Java has a 3G heap. The 3.6G process memory use suggests that in addition to the 3G heap (which is fully used because Java fills it up before starting GC), there is about 0.6G of code, classes, connections, and other objects used by Java, Tomcat, Shib, and their libraries.
In newer versions of Java there is an additional type of Java memory pool used for NIO (new I/O). It is used for "direct" I/O buffers. Each buffer in this area is connected to an object on the heap, and when the object on the heap is freed by GC the corresponding direct memory buffer is also freed. However, while Tomcat and other Java Web Servers use NIO for modern high performance web I/O to browsers, Shibboleth does nothing this exotic. So there is no need to change this parameter.
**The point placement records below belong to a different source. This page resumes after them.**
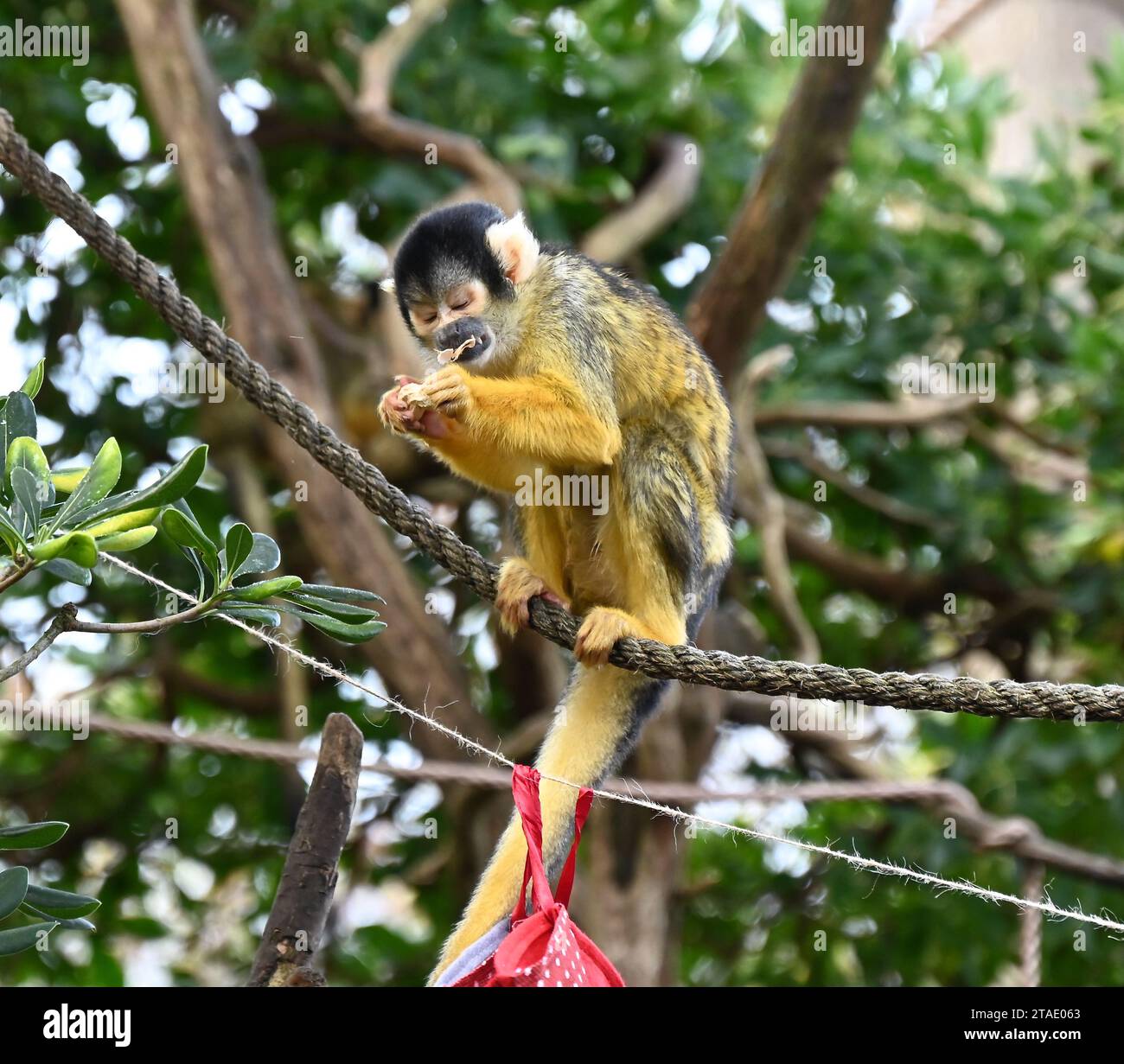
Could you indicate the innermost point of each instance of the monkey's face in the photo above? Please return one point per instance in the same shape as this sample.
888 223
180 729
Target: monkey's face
454 318
459 276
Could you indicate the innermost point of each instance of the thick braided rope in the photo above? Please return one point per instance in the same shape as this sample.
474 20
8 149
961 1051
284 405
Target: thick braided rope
1001 698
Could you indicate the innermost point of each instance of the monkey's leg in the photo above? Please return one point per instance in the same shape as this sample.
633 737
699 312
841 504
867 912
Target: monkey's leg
592 730
602 710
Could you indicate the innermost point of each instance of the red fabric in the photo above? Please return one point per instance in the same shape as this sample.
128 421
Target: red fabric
546 948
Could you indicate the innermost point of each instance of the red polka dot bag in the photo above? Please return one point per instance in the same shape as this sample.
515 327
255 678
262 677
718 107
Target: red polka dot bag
546 947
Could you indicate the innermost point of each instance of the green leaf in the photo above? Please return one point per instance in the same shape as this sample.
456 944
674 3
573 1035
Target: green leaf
265 588
26 453
265 557
186 532
70 572
10 532
27 506
338 629
340 610
258 614
239 543
128 540
73 546
98 482
172 487
22 939
343 595
67 480
34 382
33 836
122 523
61 902
77 922
12 890
17 418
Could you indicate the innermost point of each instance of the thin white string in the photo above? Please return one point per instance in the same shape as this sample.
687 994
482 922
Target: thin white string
855 860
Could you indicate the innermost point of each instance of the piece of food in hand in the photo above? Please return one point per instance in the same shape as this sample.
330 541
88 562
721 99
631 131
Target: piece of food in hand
450 355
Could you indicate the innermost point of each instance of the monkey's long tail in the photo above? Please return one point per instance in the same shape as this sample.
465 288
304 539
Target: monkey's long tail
594 730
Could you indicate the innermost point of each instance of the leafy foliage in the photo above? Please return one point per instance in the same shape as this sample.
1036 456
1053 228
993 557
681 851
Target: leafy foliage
48 908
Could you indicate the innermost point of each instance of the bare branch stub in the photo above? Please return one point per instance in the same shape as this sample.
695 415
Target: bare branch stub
308 882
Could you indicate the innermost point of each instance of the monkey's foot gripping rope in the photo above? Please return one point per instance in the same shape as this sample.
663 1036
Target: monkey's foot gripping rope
1001 698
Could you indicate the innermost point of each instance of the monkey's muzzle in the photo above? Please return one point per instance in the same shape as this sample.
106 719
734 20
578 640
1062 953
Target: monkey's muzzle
457 334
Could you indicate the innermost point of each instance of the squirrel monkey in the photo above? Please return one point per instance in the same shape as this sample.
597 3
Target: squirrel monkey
565 367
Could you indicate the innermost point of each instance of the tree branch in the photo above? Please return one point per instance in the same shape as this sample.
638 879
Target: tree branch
308 882
869 497
229 202
64 621
658 203
866 415
776 218
757 486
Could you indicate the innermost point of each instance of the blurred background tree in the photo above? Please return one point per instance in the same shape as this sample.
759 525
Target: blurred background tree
921 248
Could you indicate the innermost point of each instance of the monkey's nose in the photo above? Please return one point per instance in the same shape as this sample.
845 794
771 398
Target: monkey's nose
457 333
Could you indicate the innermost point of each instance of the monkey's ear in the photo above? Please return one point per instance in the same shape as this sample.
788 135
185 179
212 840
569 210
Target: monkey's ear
515 247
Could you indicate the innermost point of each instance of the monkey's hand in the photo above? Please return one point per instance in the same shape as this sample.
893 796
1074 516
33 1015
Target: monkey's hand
400 415
445 390
518 583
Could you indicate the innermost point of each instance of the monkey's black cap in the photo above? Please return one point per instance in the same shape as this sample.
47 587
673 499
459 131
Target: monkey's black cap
448 247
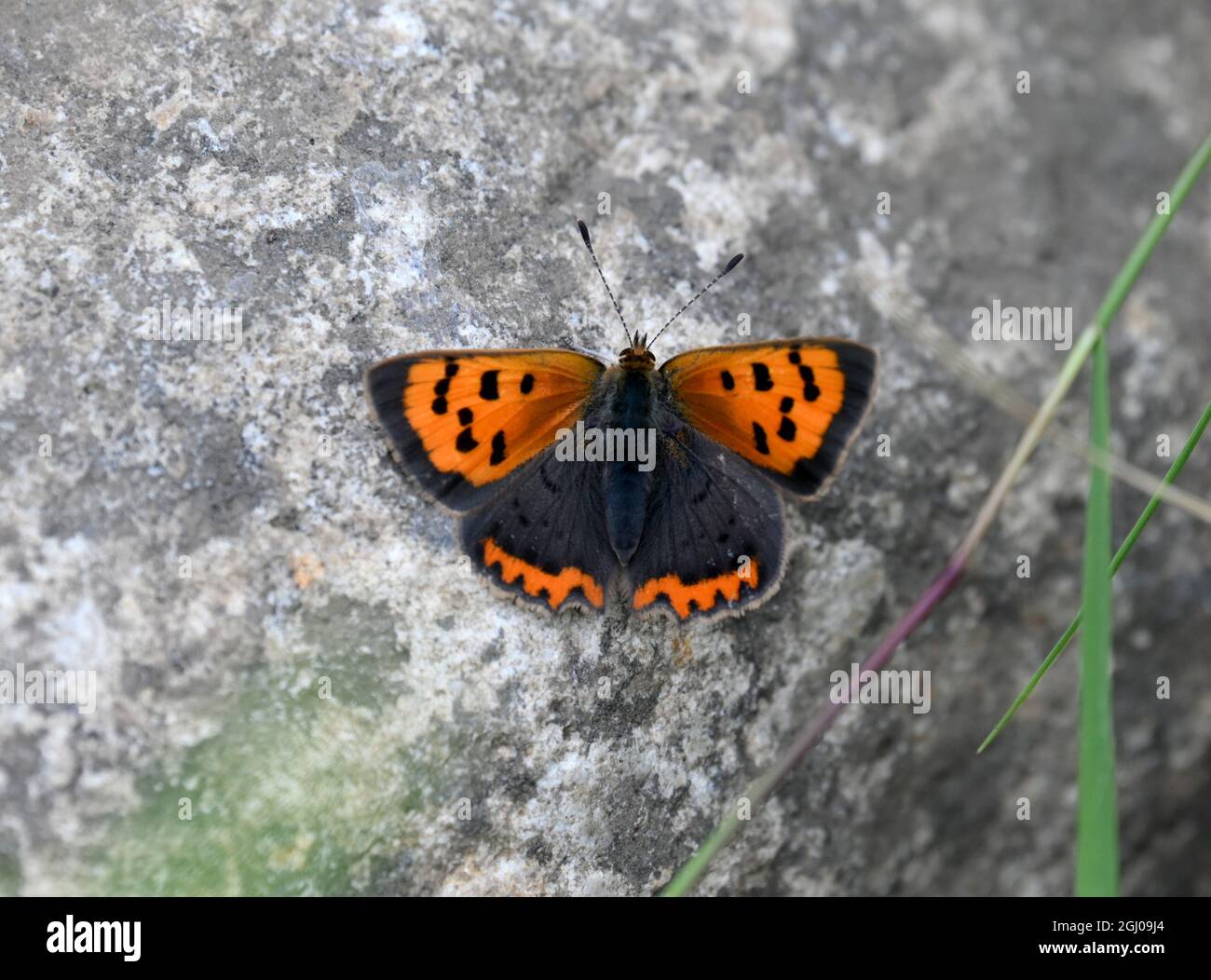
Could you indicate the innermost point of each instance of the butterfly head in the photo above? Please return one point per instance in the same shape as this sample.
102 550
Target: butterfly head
637 356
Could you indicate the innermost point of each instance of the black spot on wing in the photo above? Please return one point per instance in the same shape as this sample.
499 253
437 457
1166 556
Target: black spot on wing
497 448
759 439
810 391
489 389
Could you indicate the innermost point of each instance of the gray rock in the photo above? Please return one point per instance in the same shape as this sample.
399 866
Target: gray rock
217 531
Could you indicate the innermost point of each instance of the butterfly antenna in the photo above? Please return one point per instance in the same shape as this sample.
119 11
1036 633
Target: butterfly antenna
730 265
589 245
Increasing the heap delays GC until the extra space is full, so it increases real memory use. Minimally if we want to bump the heap size from its current 3G to 4G and we do not want to take any chances, we would also bump the VM by 1G. However, memory is cheap and it would be useful to see how all the numbers we are seeing change if we also increase system memory.
So the proposal for now is to bump the VM from 6G to 8G and the heap from 3G to 4G and then watch the numbers. We expect that each routine (young) GC will run a bit longer but GC will happen less frequently. The users will not see a difference.